Vacca grilled the Chief Medical Examiner, Barbara Sampson during a city council hearing on the topic, trying to determine why they closed two morgues, reducing the number from five to three. That means there are none on Staten Island and none in the Bronx.

"They say it improves efficiency," says Vacca. "We say it does not improve efficiency because we don't see any indication that it has."

So, if a person dies and needs an autopsy in those two boroughs, their bodies are sent to the morgues in other boroughs to receive the examination and then has to be picked up by the funeral home and brought back to the borough where the wake and funeral will be held.

"We see a 24 to 48 hour delay in getting the deceased out of the medical examiners office, which did not exist when they were on Staten Island," says Mike Lanza who runs Colonial Funeral Home on Staten Island.

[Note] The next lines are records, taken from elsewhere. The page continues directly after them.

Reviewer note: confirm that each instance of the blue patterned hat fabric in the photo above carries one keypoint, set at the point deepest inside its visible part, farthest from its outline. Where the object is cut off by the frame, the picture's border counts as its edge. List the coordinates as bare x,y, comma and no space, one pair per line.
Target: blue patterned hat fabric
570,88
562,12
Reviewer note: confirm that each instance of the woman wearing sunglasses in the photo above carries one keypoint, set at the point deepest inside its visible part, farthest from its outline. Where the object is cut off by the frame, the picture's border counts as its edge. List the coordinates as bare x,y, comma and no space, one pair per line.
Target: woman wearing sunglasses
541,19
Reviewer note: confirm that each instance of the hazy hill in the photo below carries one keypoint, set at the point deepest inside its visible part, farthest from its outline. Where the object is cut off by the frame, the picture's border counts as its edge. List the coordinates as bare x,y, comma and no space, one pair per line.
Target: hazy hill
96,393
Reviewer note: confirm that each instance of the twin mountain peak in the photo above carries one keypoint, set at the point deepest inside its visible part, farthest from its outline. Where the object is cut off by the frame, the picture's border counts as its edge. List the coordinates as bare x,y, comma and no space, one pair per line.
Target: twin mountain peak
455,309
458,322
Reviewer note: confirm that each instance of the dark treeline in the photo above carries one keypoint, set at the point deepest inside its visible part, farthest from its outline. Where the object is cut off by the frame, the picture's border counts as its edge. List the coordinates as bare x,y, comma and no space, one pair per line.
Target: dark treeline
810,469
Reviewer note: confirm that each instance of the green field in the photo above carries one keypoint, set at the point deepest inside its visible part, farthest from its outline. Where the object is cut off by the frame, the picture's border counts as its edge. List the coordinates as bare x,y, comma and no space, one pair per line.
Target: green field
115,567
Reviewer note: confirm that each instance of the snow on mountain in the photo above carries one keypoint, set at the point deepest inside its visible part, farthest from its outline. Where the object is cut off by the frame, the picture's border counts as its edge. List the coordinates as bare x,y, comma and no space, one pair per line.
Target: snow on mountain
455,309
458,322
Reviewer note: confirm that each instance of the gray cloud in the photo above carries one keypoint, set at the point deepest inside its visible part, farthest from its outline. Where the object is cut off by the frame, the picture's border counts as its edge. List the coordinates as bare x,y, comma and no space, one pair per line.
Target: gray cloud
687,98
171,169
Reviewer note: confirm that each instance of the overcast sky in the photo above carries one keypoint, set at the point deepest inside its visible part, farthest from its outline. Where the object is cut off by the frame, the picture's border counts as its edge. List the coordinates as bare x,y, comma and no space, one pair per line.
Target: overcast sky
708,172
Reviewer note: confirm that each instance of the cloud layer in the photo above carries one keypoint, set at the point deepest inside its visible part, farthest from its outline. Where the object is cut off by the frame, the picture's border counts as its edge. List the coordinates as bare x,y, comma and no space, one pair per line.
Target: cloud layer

In fact, Lanza says he has had cases where families could not plan a funeral for up to three days because of delays in getting the body released from the medical examiner.

However, Chief Medical Examiner Barbara Sampson says that is just not the case. While testifying to the city council she stated that she believes that delays are only minutes to hours, not days.

In a statement to PIX11, the Office of the Medical Examiner said:

"The quality of mortuary operations has improved since OCME instituted changes in 2015. The vast majority of deceased are autopsied within 24 hours of arrival and ready for release the same day. On average, it takes less than 45 minutes for funeral directors to complete the check-out process at any of the mortuary locations, with no delay in access to the building.

Vacca and local directors made recommendations to reopen the two borough facilities.